The Dark Star: The Planet X Evidence (10 page)

In
1986, a rather diligent researcher named William Corliss published his book
“The Sun and Solar system Debris - A Catalog of Astronomical Anomalies”.
Several observed anomalies are cited which may allude to Planet X, or even a
dark companion to the sun. These anomalies remain unconfirmed, of course, but
make for interesting reading nonetheless. One of them describes an object
captured by the IRAS survey which sounds very much like the ‘Orion’ sighting,
only this time it is located in the zodiacal constellation of Sagittarius, in
the opposite half of the sky.
⁶

This
report was written by two British science journalists, Martin Redfern and Nigel
Henblest.
⁷
I wrote to Mr. Corliss in the hope of finding out more,
but his back catalogue of files was simply too extensive to hunt through in
depth. He politely had to decline my request. However, last year my research colleague
Greg Jenner kindly sent me a selection of Planet X documents, and among them
was the article I had hoped to uncover. It certainly makes for interesting
reading.

The
article was published in "New Scientist" on 10th November 1983, and
discusses the discovery of an object in space whose temperature is 230K, which
is too cool for a star, but too warm for a dust cloud. It was spotted by the
infrared space telescope in the constellation of Sagittarius, and fit the bill
for an object ‘several times heavier than Jupiter’. Remarkably, British
scientists at the time accused their American colleagues of keeping the
information of this find to themselves. The British scientists publicly
questioned why the Americans had "been keeping quiet about it in recent weeks".
Speculation was rife, that the discovery was nothing but an intriguing ploy to
bolster the chances of further funding from NASA for a new infrared space
observatory.
⁷

Those few weeks of silence which followed the report of a new
Jupiter-sized planet in the solar system, have now extended to 22 years! Part
of the problem might have been that funding ran out before all the observed
heat sources could be properly analyzed. Observed objects had been properly
catalogued, but there remained an estimated 3 years of further scientific
analysis undone. Some might be satisfied with this explanation.

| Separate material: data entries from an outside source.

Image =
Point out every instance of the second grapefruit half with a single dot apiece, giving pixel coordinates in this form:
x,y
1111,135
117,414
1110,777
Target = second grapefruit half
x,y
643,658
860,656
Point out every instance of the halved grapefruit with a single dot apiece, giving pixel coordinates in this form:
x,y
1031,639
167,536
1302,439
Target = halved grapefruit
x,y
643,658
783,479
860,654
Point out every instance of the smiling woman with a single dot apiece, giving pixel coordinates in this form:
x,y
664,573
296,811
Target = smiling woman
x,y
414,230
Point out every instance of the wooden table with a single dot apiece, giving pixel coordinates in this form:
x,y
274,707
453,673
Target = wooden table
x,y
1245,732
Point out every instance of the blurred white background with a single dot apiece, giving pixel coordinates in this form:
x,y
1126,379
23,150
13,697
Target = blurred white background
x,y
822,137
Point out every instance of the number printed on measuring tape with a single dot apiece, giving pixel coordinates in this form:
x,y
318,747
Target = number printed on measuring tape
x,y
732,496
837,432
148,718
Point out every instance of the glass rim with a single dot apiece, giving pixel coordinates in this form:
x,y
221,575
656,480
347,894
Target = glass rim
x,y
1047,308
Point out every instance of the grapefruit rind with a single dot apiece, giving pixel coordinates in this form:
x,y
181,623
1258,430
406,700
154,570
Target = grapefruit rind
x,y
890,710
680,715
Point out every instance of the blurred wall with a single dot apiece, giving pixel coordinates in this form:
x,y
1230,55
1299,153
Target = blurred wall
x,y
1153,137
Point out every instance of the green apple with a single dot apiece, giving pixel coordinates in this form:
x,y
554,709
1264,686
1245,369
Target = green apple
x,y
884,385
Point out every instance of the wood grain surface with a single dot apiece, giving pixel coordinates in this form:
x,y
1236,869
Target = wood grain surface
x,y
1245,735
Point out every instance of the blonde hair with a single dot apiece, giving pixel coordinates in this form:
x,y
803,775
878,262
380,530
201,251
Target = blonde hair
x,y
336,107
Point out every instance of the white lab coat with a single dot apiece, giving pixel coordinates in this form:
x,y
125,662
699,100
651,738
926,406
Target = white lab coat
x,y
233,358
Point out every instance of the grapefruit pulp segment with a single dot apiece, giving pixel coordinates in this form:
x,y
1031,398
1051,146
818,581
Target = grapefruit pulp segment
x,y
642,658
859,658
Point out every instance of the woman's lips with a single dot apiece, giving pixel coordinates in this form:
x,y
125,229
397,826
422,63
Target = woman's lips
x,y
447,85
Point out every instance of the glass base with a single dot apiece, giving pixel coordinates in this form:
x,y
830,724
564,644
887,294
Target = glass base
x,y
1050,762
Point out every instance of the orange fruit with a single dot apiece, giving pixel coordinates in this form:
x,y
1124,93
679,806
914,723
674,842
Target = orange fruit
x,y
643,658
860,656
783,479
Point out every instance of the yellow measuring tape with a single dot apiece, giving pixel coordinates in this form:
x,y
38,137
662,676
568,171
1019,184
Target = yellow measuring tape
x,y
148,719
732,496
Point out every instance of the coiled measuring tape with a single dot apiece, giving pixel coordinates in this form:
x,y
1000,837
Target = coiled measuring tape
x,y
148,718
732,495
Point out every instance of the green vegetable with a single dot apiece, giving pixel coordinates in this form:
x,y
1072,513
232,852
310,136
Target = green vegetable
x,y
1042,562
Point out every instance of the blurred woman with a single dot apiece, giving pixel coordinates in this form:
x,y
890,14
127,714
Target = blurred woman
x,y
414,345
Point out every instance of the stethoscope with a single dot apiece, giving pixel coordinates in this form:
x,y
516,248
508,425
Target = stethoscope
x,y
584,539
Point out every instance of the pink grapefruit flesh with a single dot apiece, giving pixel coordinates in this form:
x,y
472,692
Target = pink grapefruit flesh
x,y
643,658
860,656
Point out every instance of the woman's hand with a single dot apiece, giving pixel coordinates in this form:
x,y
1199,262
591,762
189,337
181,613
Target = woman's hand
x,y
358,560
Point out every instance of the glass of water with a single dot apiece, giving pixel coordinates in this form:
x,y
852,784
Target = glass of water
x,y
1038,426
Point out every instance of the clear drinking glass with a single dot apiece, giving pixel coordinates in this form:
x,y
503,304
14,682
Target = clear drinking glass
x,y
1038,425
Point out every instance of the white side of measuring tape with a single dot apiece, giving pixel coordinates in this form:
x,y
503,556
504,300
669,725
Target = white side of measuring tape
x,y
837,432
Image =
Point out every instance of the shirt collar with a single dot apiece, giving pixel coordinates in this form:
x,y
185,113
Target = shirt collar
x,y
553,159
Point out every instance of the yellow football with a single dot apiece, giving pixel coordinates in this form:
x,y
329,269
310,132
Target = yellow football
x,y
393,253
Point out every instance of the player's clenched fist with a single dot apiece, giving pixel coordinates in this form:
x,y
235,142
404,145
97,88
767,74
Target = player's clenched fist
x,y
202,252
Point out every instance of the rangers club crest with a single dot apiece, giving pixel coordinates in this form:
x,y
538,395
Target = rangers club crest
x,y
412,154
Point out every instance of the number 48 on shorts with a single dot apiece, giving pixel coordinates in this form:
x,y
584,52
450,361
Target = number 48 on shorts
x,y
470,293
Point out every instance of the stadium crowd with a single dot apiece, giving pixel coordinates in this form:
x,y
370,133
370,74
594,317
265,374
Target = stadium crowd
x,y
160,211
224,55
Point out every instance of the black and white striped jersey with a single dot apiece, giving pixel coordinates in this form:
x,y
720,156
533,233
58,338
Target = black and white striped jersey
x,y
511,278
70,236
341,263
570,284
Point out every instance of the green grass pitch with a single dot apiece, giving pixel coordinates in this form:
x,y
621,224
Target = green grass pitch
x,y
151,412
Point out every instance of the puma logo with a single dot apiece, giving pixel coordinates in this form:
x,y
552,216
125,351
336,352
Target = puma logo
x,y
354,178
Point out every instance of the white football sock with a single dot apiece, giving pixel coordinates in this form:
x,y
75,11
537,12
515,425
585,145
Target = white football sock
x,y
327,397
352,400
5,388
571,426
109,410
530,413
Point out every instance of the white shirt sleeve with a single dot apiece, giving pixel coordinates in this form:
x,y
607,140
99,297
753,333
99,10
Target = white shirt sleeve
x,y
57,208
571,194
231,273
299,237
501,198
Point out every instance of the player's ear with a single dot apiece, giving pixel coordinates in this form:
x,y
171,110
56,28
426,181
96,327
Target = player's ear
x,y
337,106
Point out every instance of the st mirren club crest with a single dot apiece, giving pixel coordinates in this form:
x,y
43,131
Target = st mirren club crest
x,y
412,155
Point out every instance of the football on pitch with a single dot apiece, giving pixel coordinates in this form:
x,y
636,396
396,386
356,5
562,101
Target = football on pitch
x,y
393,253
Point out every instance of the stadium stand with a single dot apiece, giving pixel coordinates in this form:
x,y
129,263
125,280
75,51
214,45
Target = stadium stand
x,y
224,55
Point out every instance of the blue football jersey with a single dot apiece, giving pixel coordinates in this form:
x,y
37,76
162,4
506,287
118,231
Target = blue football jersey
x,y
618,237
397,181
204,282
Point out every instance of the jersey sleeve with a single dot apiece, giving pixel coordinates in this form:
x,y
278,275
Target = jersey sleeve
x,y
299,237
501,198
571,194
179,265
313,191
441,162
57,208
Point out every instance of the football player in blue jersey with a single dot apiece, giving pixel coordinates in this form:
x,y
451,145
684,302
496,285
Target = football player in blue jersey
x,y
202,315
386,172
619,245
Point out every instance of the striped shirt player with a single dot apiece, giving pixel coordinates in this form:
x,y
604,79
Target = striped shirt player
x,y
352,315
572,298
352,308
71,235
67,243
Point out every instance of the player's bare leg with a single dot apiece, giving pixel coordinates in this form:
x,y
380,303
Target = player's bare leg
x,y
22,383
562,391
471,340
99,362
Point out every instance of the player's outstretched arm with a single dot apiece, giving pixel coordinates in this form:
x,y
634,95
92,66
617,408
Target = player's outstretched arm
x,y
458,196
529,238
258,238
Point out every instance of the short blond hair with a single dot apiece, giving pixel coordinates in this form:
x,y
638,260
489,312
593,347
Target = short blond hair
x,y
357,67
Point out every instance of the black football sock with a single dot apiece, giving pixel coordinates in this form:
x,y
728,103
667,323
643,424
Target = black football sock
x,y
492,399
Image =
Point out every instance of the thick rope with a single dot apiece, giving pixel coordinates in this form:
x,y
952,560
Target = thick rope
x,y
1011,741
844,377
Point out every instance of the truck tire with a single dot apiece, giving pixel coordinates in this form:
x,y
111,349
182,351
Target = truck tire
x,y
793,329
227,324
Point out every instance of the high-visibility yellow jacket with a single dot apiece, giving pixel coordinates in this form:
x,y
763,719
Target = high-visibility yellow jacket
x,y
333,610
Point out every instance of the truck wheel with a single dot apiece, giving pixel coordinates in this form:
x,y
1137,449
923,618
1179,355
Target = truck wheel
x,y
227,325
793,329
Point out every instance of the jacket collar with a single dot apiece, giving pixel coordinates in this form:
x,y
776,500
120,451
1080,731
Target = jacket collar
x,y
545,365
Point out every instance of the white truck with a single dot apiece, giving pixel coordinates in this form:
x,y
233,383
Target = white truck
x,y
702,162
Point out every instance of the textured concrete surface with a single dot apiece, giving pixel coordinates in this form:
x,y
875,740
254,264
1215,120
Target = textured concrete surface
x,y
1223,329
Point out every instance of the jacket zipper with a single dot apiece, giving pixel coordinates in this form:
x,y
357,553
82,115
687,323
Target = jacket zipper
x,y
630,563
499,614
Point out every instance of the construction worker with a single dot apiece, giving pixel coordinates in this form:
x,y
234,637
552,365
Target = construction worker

If you’re not feeling quite as charitable as that, you might
wonder why this remarkable data was never properly announced to the world.
Somehow, it leaked to the British researchers co-working on the project, who
discussed the matter openly in the scientific press. They had their own
political agenda, it seems, which probably fueled this minor trans-Atlantic
spat. But the net result is that we are left with a tantalizing report in New
Scientist of the discovery of a Dark Star in our solar system, located in the
constellation of Sagittarius.

I suspect this "leak" represented something substantial.
Personally, I think they really did find the Dark Star, a planet weighing
several Jupiter masses, and that its temperature is indeed 230 Kelvin.
Somewhere along the line, its discovery was quietly ditched by the Americans,
much to the annoyance of their European counterparts. But given a lack of
access to the actual data, the war of words eventually petered out.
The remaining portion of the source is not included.